The order process is fairly simple, and took approximately 5 minutes via the Pod Point website. It’s as simple as selecting what charger you want, filling in some forms, reviewing some OLEV documentation in relation the the grant, and uploading proof of purchase/order.
Four days after placing my order, I received an email saying that my proof of purchase wasn’t sufficient, because it didn’t have the make and model on the same line in my order confirmation. I thought this was daft, as it was a Skoda branded confirmation, and the model was clearly labelled.
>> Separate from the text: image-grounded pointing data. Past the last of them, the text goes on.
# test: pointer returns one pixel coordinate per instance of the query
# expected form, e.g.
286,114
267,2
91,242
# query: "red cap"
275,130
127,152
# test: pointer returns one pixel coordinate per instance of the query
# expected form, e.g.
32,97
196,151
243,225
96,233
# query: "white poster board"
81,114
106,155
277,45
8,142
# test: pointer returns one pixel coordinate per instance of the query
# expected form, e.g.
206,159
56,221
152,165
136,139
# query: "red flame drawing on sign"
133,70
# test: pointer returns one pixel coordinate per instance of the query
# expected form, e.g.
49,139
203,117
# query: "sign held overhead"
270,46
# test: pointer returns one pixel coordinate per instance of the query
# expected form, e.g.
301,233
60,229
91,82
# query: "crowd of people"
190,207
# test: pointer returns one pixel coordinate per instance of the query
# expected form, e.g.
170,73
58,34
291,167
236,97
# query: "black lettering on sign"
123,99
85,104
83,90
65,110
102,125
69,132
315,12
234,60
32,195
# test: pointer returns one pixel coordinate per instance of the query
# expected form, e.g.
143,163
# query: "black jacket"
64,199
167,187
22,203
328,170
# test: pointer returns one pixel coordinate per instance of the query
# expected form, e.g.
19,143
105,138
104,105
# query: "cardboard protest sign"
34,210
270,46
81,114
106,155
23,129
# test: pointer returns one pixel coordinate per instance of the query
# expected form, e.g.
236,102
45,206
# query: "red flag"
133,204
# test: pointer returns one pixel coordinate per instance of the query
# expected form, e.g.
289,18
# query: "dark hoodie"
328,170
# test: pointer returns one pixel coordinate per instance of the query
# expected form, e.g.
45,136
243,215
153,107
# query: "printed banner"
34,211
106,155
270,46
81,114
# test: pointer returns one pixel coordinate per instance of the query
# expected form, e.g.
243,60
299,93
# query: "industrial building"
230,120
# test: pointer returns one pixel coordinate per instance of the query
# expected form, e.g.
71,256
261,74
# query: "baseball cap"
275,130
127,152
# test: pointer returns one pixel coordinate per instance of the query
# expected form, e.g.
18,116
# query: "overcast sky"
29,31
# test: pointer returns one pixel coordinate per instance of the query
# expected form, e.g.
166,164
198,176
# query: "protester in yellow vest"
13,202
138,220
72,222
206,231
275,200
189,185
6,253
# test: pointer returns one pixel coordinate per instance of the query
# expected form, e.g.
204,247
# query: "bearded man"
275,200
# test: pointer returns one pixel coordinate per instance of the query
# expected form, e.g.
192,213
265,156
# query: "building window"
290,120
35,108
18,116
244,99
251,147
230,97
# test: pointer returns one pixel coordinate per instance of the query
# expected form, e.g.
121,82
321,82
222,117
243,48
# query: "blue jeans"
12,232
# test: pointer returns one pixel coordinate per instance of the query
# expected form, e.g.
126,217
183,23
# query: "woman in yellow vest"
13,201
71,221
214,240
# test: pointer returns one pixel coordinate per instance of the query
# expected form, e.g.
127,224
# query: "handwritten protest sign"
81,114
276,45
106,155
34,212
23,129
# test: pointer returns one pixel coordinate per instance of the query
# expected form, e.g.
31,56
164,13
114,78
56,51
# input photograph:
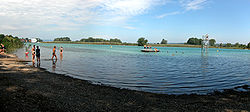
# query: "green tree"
212,42
142,41
163,41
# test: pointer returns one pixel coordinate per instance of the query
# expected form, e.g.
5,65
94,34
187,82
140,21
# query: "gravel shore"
27,89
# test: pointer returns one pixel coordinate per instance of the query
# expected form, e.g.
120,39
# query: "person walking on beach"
38,54
54,53
3,48
33,50
61,51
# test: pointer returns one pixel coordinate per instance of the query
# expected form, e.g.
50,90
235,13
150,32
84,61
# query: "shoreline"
26,88
134,44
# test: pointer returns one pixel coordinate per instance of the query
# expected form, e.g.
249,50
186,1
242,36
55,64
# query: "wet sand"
26,88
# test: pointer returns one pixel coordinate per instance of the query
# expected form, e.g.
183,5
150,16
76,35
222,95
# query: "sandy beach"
25,88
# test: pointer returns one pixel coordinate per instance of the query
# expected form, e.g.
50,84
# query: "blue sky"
174,20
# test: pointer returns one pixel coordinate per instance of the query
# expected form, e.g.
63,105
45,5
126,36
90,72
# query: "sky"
173,20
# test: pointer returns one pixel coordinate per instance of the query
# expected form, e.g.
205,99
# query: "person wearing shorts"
54,53
38,54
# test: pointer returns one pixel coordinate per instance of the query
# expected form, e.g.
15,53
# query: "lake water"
171,71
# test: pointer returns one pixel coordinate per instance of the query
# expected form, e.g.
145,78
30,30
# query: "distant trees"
62,39
194,41
91,39
248,45
142,41
10,42
163,41
212,42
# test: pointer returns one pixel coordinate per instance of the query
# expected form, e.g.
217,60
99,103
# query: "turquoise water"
171,71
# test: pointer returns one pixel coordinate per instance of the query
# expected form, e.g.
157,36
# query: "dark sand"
25,88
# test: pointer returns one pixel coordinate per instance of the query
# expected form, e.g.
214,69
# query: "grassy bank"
10,42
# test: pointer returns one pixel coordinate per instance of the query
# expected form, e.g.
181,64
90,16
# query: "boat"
150,50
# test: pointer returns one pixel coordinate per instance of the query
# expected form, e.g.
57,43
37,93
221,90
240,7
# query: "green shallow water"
174,70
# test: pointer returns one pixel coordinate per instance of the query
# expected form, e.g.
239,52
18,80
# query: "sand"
25,88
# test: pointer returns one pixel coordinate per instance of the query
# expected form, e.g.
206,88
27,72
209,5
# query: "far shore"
134,44
27,88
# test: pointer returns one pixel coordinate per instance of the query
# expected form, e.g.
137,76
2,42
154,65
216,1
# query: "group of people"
36,53
2,48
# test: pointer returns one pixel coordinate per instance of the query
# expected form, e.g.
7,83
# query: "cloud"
70,13
129,27
168,14
193,4
188,6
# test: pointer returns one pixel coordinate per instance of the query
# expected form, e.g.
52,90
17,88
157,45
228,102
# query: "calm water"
171,71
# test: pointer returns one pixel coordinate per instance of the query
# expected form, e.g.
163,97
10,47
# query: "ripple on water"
127,67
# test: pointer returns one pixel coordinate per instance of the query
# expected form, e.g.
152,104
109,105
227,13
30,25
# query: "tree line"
62,39
10,42
212,42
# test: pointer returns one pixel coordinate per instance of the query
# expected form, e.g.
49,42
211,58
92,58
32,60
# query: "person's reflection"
54,65
38,65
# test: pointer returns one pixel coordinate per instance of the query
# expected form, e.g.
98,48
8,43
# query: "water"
171,71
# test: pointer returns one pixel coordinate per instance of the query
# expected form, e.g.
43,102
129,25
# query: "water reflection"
204,63
54,65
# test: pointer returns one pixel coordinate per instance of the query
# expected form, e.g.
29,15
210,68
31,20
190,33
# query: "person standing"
61,51
33,50
38,54
3,48
54,53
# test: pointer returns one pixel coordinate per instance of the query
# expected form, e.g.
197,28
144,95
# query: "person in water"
33,50
38,54
54,53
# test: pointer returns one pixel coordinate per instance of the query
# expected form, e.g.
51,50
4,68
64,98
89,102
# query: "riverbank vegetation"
192,42
91,39
10,42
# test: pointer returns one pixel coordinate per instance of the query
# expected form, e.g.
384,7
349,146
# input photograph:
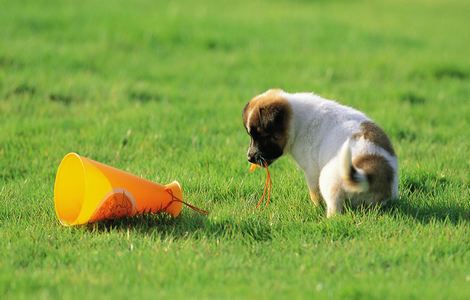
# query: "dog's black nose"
253,158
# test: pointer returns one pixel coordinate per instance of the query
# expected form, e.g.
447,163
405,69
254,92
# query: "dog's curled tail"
354,179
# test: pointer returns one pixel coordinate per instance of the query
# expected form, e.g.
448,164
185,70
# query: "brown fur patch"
370,131
379,174
269,114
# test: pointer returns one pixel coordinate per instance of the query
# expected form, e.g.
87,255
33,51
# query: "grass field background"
157,89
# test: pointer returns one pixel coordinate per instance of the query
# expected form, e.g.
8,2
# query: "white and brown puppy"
345,156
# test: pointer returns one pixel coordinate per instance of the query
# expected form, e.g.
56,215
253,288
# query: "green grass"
158,89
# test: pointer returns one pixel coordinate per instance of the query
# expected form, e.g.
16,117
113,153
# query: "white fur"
320,128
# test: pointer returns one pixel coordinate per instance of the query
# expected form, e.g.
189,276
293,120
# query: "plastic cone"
87,191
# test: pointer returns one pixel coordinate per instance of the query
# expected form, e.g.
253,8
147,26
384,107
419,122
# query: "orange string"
268,184
176,199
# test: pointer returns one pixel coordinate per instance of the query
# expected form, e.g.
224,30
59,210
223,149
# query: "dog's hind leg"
331,189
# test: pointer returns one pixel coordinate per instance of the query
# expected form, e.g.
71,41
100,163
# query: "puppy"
344,155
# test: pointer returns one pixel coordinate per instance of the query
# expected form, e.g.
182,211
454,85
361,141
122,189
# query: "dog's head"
267,119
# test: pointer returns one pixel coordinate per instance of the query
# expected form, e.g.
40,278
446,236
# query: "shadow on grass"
427,213
188,225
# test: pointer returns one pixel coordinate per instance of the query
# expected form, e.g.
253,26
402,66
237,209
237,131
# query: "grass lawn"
157,89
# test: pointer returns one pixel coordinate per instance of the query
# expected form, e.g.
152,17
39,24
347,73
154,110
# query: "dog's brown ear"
245,114
274,118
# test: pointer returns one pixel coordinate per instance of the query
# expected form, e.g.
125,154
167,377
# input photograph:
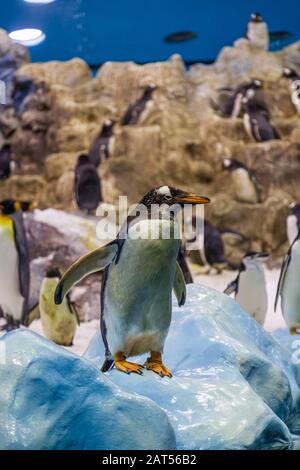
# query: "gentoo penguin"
293,221
230,100
288,287
257,32
246,187
102,146
256,121
140,107
59,322
6,163
250,286
14,266
294,80
87,185
140,272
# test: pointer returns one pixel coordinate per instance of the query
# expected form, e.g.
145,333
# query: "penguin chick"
141,269
257,32
136,112
87,187
102,146
245,183
293,221
250,286
288,287
59,322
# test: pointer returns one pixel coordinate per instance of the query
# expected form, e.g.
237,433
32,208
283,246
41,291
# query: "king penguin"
102,146
244,180
288,287
87,187
294,80
140,271
59,322
293,221
257,120
257,32
14,266
137,111
250,286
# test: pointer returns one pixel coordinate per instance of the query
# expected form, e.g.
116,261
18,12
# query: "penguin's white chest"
244,187
11,300
290,294
252,293
137,298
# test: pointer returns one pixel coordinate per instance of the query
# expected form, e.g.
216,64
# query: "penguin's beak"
190,198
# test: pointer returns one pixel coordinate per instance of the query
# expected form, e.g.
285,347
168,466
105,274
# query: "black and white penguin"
7,165
288,287
250,286
257,121
102,146
230,99
257,32
87,186
245,183
140,273
14,266
293,221
140,108
294,81
59,322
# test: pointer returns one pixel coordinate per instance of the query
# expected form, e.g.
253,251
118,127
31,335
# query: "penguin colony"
130,327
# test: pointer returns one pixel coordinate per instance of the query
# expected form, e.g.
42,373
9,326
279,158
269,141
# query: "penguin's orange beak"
190,198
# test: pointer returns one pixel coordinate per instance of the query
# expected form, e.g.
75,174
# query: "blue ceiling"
101,30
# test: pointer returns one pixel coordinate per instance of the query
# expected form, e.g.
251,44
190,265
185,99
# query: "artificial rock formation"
182,141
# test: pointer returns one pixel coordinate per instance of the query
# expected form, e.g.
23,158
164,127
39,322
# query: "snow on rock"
52,399
233,387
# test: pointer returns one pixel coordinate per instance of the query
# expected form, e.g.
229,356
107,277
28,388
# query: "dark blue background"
101,30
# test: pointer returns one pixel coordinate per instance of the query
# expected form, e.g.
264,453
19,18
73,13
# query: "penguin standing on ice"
244,180
14,266
293,221
288,287
102,146
140,108
59,322
294,80
257,32
257,120
140,273
6,162
87,187
250,286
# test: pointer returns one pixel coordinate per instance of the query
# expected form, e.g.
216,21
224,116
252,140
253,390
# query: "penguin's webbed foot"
154,363
127,367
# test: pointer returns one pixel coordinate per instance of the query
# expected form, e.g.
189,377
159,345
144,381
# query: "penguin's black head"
53,272
9,206
83,159
256,18
289,73
170,196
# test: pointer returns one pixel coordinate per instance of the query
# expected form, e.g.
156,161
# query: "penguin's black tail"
107,364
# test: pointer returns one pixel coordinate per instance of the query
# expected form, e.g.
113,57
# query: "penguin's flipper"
91,263
232,287
284,267
179,286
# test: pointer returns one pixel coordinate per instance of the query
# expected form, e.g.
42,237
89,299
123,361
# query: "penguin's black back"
87,185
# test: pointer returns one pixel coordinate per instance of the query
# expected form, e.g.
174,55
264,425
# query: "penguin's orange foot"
154,363
127,367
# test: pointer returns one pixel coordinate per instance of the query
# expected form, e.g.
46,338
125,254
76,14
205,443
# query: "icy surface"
233,385
52,399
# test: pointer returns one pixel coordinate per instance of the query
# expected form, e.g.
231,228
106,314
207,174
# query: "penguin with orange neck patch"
14,267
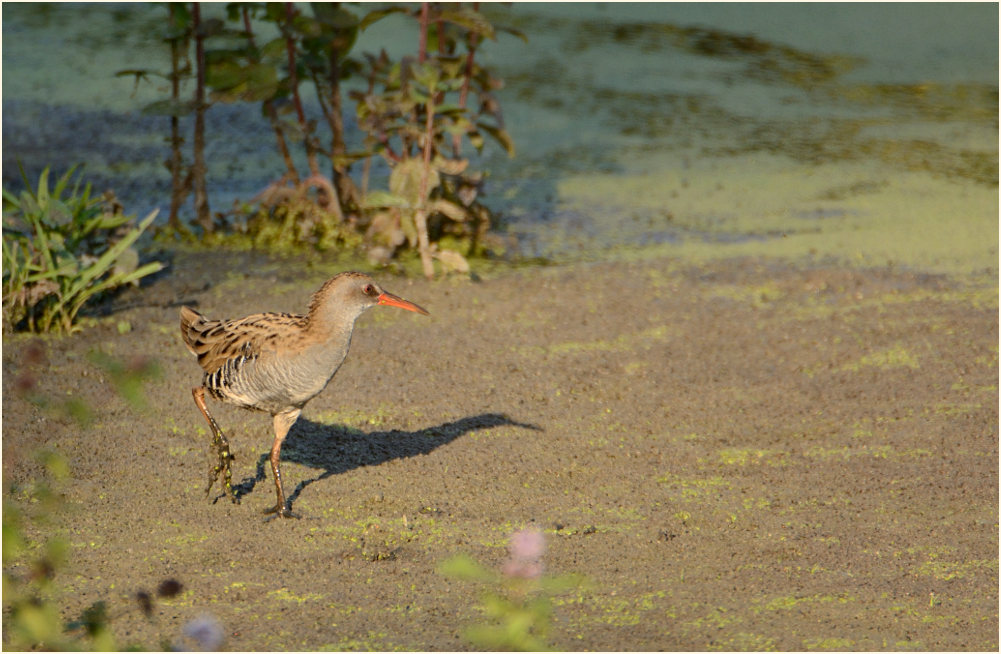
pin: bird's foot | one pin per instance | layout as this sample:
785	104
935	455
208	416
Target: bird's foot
280	511
223	469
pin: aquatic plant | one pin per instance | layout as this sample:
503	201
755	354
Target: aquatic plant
517	601
413	114
63	248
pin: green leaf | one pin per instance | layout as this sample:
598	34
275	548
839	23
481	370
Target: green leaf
380	198
461	566
379	14
470	20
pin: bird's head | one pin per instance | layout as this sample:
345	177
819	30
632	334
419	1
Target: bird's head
345	296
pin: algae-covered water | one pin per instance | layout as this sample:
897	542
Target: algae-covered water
864	132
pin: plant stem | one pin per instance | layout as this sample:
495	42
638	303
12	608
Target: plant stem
272	114
294	83
202	212
420	215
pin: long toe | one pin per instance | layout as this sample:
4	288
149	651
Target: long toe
282	512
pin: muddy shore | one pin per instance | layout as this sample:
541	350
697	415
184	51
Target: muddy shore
740	454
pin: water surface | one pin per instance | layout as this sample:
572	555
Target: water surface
867	132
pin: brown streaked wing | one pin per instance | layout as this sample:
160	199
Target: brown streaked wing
216	342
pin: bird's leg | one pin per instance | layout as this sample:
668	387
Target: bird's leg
221	446
282	423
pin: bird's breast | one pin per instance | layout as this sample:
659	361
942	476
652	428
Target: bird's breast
276	381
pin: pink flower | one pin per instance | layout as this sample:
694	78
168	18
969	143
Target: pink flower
526	551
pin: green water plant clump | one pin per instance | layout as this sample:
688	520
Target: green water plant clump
413	114
63	247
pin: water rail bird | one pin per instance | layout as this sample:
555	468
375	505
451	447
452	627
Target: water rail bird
277	362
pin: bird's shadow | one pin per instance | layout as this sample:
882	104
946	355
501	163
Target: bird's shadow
334	449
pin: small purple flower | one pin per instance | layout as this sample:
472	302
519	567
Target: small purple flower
206	632
526	550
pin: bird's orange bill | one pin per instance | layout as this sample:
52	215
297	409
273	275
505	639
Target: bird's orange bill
392	300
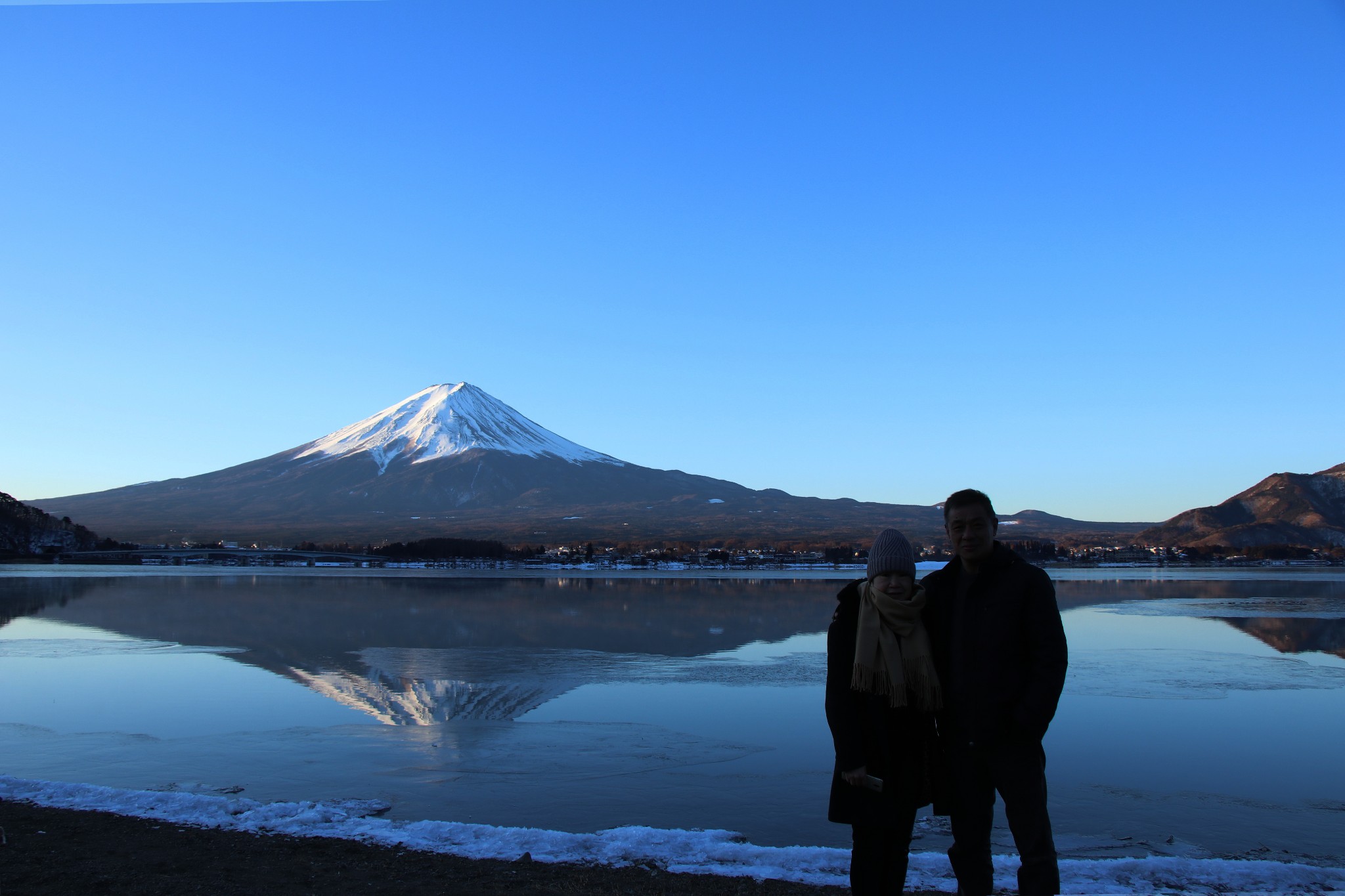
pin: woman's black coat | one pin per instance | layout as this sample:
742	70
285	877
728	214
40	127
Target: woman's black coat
896	744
Anyway, Pod Point did clearly advise what was required to be elligable for the OLEV grant, and I contacted the dealership asking them to confirm my order in an email, with the order number, my name, address and the make & model of the car. Pod Point confirmed, within a few minutes, this was ok and passed my case to the scheduling department.
Self site survey
Following confirmation of the grant application, in fact as part of the same email, I was sent a link to completed a site survey. This is a really well thought out form, which asks you to take photos of the earthed water supply, earthed gas supply, fuse box, installation, driveway and also to provide cable lengths. The example images are really clear and demonstrate how your photos should look. The whole process took me about 10 minutes, and I did it via the browser on my smart phone.
Upon submitting my form, a confirmation was received on screen, but oddly, no email confirmation was received.
After 5 days of no communication, I started to wonder if my form went through. Even though it said it did on screen, it felt unusual not to have an email confirmation, so I telephoned Pod Point, at approximately 4pm, to check if it had gone through. The lady who answered the phone took my details, and passed my question to the installation team, for them to confirm if it was received or not.
The following day, at around 10:30am, I received an email advising that my survey had been received, but there were delays of a few weeks due to demand. So I thought it was just a case of waiting now, but I was in no rush, as the new car is not due to arrive for some time, so it was no big issue for me.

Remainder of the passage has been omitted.